ÜLKEMİZDE bir kelime ve kavram fetişizmi olduğu inkár edilemez. En kritik sorunları tanımlamakta bile bazen zorlanıyoruz.

‘Kürt meselesi’ deyimi kuvvetli itirazlarla karşılaşıyor. ‘Güneydoğu meselesi’ deseniz, onun da kaygı verecek belirgin coğrafi anlamı var. Peki, ne diyeceğiz, belli değil.

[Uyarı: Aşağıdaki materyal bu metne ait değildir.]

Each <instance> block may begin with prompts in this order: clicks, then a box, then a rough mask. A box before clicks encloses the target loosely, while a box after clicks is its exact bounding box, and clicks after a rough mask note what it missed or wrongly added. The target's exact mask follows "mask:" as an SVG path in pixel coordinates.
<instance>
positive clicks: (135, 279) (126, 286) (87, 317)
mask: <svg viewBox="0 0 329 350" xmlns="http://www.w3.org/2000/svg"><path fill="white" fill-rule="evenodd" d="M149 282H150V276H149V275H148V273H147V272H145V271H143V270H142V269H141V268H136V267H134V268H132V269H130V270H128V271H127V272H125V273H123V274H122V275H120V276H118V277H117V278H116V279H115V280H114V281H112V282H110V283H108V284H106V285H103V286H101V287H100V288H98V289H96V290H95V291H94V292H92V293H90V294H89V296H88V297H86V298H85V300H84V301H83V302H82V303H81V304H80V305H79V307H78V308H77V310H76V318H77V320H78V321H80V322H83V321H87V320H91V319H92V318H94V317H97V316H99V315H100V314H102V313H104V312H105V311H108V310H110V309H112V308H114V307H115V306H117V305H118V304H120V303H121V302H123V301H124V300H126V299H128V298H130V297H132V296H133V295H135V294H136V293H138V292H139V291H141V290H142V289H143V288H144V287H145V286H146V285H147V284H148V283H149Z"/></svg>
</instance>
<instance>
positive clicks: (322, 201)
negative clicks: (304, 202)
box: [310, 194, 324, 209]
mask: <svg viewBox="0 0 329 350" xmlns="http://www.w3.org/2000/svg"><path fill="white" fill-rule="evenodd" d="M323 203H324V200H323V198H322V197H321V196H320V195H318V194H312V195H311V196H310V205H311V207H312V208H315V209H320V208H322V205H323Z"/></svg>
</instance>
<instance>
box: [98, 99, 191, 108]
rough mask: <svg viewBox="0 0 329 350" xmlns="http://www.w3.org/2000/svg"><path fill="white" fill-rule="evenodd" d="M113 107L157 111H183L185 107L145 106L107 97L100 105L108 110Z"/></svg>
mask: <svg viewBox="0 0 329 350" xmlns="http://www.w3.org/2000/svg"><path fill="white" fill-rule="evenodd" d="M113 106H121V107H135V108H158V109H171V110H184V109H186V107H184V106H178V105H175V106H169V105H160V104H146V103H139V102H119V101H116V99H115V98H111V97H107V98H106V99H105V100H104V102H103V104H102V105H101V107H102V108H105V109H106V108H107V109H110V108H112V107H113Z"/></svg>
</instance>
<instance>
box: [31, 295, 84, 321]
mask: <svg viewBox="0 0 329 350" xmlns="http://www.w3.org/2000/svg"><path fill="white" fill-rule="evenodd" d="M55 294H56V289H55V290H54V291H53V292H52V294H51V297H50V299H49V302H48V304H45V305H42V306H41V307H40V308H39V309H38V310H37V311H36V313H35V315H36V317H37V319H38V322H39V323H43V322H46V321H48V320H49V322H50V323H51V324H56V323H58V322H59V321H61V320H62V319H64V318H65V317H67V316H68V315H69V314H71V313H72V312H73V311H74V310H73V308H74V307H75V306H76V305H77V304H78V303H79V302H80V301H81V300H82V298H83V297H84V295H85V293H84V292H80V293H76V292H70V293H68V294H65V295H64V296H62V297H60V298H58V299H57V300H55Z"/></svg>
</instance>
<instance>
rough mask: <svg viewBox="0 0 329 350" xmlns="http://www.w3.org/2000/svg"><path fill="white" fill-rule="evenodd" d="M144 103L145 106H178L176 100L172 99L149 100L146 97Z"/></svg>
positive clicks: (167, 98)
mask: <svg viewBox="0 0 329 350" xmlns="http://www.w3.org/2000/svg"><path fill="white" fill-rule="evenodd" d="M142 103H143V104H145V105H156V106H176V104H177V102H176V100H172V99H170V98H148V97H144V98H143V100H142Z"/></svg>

Son günlerdeki üst kimlik-alt kimlik tartışmaları da yeniden görüş ayrılıklarını alevlendirdi. Aslında bu tartışmalar yeni değil. ‘Türkiye vatandaşlığı’ tezi daha önce hem de en yüksek siyasi düzeyde ifade edilmişti.

* * *

2004 Ekim’inde Başbakanlık İnsan Hakları Danışma Kurulu’nun(BİHDK) ‘Azınlık Hakları ve Kültürel Haklar’ konusundaki raporunda da üst kimliğin ‘Türkiyelilik’ olması gerektiği; çünkü Anayasa’nın 3’üncü maddesindeki ‘milletin bütünlüğü’ prensibi ışığında ‘Türk’ teriminin aynı zamanda bir etnik grubu tanımladığı ileri sürülmüştü.

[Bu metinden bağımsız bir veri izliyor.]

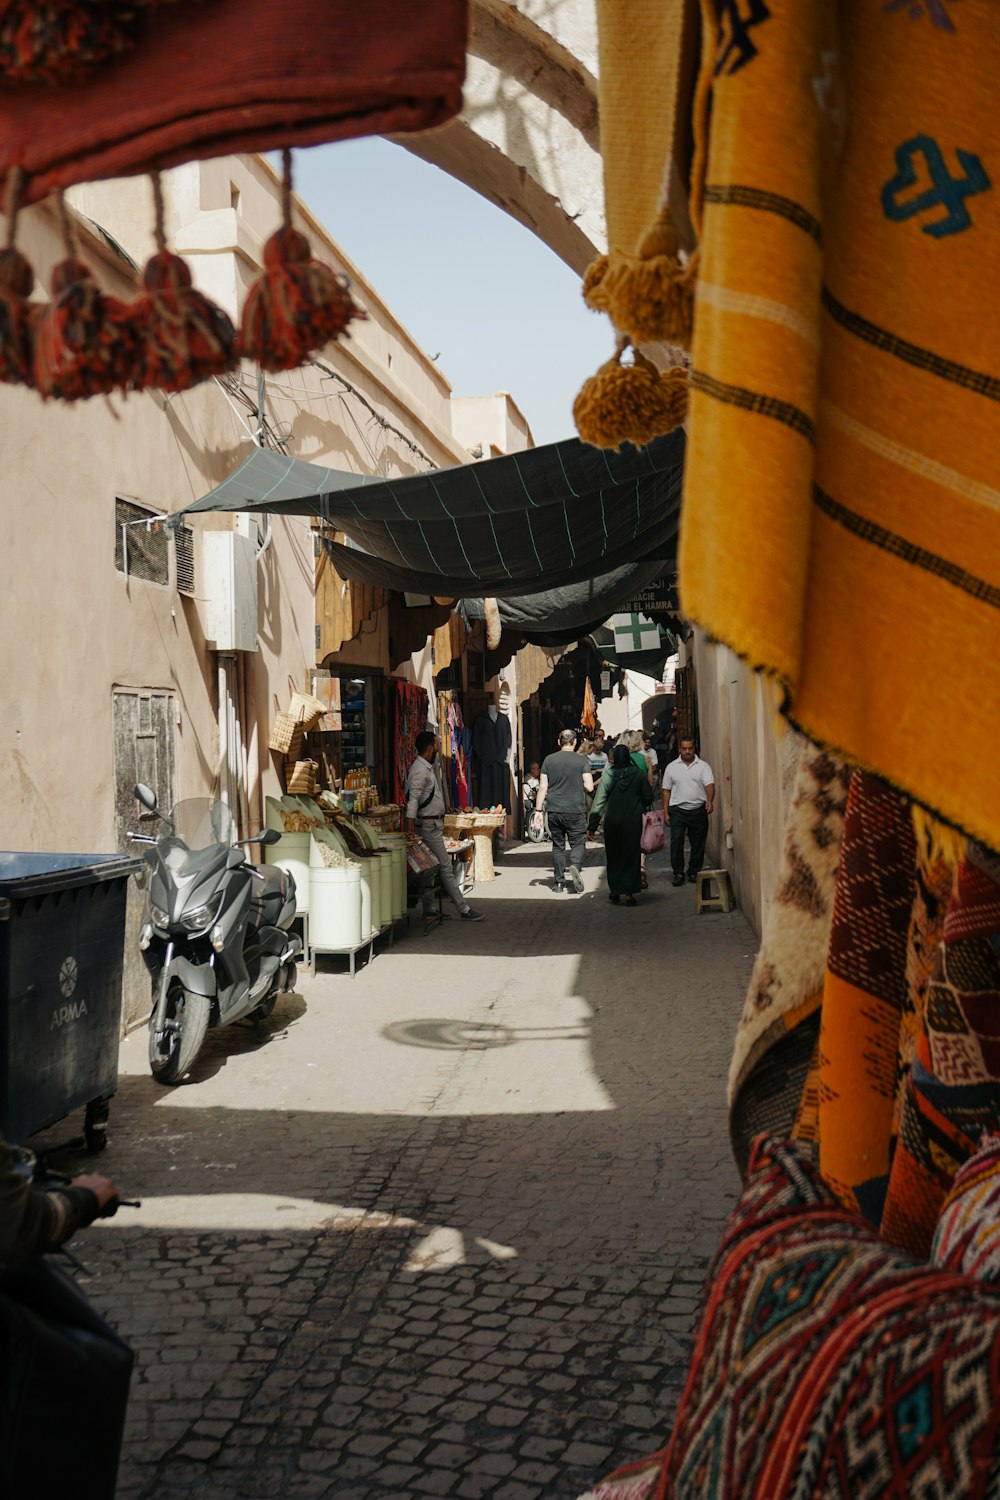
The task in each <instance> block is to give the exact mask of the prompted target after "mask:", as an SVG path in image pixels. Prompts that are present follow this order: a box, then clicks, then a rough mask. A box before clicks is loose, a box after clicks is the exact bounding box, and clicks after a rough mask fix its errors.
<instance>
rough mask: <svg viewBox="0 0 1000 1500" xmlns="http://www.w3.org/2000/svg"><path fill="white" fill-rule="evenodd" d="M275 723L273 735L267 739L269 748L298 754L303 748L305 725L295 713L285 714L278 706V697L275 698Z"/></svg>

Şimdi de ‘Türk devletine vatandaşlık bağı ile bağlı olan herkes Türk’tür’ hükmünü içeren 66’ncı maddenin değiştirilmesi isteniyor. Varsayalım ki değiştirildi, Anayasa’nın değiştirilemeyecek hükümlerinden biri olan 3’üncü madde yine yerinde kalacak.

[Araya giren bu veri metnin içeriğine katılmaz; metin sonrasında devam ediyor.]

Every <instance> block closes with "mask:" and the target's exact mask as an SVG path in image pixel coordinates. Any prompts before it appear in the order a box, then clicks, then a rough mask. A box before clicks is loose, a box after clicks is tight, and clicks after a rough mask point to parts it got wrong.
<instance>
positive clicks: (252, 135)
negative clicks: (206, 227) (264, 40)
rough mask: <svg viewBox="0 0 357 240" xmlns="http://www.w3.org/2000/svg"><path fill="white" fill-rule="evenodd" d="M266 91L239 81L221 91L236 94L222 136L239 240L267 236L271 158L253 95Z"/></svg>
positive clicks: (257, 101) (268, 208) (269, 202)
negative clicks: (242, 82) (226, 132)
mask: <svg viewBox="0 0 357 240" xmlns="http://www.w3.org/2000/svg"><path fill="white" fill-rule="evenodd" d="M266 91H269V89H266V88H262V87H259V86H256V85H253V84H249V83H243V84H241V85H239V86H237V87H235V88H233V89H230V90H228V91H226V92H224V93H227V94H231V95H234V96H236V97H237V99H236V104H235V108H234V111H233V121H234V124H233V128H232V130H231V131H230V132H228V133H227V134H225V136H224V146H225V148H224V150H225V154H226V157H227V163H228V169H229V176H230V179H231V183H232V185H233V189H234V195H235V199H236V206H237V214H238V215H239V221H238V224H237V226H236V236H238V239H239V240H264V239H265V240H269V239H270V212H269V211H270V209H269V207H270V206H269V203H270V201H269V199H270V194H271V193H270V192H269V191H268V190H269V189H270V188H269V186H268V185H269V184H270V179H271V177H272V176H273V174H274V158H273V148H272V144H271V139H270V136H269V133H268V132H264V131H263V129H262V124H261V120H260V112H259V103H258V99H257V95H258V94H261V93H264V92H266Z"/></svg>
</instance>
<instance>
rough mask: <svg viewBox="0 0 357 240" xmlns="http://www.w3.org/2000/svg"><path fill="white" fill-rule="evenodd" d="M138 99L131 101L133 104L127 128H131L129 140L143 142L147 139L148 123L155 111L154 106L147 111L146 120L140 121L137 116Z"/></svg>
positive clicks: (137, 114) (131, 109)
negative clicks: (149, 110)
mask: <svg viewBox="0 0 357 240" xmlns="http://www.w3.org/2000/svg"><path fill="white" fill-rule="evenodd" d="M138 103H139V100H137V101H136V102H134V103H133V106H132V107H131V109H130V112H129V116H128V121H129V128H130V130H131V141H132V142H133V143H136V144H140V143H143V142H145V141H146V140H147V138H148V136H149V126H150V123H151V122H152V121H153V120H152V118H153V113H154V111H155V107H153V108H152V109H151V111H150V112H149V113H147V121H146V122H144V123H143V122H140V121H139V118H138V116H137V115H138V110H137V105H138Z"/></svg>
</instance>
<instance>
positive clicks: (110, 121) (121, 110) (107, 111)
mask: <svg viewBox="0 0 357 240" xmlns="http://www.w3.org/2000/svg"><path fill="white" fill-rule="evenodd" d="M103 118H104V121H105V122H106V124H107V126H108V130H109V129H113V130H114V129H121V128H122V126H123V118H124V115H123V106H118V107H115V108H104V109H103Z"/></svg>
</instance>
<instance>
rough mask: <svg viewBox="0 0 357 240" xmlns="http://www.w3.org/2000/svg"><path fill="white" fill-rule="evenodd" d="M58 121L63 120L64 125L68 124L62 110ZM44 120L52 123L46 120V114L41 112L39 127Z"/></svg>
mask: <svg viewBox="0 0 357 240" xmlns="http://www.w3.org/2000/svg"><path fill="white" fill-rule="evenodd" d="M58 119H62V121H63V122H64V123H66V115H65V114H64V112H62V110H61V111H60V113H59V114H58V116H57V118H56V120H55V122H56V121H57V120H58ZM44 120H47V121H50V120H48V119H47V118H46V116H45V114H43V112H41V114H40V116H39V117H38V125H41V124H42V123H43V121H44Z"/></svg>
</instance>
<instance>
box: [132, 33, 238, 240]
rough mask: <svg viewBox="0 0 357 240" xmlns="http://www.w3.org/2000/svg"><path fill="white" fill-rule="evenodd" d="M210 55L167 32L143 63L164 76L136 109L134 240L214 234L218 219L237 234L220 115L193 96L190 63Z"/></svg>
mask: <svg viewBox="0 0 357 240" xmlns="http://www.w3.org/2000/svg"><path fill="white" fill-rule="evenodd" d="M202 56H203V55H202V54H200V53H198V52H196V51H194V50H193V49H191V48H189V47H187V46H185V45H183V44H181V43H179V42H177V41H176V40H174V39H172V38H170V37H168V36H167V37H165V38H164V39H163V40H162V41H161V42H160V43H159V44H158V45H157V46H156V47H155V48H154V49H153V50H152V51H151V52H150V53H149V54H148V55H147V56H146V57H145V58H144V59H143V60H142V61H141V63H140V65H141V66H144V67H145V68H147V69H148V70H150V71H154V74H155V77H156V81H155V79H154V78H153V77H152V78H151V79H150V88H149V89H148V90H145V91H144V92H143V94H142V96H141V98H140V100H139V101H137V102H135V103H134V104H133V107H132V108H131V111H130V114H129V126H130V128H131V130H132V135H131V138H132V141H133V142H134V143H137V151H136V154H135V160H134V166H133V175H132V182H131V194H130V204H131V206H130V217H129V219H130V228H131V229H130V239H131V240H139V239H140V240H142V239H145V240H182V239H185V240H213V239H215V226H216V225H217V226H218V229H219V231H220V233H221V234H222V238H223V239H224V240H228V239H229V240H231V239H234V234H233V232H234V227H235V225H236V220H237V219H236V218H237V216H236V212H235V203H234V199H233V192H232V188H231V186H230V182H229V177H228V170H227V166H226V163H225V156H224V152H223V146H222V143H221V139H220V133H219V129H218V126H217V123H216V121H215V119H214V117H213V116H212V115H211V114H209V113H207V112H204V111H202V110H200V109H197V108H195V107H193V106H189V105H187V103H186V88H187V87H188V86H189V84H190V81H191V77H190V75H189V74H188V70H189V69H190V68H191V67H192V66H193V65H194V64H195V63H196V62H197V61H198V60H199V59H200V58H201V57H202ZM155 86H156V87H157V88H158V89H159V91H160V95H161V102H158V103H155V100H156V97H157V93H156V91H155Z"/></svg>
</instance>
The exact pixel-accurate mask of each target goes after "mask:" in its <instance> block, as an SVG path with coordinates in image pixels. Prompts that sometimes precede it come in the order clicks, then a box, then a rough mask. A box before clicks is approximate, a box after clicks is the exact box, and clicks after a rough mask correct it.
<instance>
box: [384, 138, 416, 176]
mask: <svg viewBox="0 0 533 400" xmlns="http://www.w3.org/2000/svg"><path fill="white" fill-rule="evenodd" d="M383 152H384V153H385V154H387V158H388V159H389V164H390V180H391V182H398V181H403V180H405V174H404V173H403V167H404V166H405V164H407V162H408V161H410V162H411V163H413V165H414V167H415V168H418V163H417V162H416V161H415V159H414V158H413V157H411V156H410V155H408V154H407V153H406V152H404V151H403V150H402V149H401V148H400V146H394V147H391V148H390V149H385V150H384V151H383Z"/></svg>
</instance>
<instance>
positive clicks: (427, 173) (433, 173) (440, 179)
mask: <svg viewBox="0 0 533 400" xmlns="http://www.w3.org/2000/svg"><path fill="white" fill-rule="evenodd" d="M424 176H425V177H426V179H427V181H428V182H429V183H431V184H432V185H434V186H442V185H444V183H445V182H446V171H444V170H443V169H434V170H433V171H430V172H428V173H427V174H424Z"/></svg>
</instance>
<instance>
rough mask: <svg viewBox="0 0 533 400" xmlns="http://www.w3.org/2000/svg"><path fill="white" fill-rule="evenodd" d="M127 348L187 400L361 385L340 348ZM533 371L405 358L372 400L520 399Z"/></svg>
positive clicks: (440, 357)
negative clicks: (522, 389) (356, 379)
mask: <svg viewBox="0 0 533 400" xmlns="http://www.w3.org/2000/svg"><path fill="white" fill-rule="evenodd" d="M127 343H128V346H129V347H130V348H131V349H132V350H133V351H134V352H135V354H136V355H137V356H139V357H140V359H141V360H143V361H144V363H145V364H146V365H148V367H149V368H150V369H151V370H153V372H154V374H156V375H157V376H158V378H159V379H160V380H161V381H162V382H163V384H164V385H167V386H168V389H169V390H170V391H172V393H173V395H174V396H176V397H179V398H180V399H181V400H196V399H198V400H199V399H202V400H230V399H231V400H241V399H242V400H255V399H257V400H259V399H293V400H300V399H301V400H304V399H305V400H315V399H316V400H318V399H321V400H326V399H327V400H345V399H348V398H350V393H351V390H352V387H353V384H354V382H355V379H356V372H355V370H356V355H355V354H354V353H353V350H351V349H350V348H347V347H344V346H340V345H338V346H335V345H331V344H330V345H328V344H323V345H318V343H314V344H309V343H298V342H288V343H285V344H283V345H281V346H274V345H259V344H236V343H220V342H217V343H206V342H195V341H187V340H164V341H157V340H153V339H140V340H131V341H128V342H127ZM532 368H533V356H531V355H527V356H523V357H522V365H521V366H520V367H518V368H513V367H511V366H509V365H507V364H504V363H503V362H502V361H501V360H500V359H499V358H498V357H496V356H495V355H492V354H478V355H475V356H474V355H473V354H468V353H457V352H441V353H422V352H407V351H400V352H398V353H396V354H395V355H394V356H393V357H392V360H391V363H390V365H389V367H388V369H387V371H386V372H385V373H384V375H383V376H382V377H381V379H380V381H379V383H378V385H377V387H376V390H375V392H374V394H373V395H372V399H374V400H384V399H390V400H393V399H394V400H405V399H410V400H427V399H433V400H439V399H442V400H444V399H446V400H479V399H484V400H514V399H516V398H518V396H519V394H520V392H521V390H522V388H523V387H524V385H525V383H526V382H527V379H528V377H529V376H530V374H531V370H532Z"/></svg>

Aynı nitelikte bir de 2’nci madde var. O da cumhuriyetin Atatürk milliyetçiliğine bağlılığını vurguluyor. Dolayısıyla 66’ncı maddeyi değiştirmek hukuki bakımdan da hesaplanan sonucu vermeyecek. Kaldı ki görünebilir bir istikbalde bu maddeyi değiştirmek siyasi bakımdan zaten imkánsız.

* * *

BİHDK raporu üzerine yazdığım bir yazıda belirtmiştim: ‘Millet kavramı sadece etnik ve dini birliğe dayanmaz; bir tarihi süreç içinde oluşan, geniş anlamda çıkar ve kültür birliği içinde bulunan, ortak geleneklere sahip bir toplumu tarif eder. Raporun iddia ettiği gibi Osmanlı İmparatorluğu’nda üst kimlik Osmanlılık iken sonradan Türklük olarak belirlenmesinin alt kimlikleri yabancılaştırdığı savı da inandırıcı sayılamaz.

Yalnız Türkiye’de değil, üniter olsun veya olmasın diğer devletlerde de milletin bütünlüğü prensibi esastır. Türkiye vatandaşı olanlara Türk denmesinden daha tabii bir şey olamaz. Ama bir Boşnak veya bir Kürt kökenini ön plana çıkartarak ‘Ben Boşnağım’ veya ‘Ben Kürdüm’ derse bunu da mesele yapmamak gerekir.’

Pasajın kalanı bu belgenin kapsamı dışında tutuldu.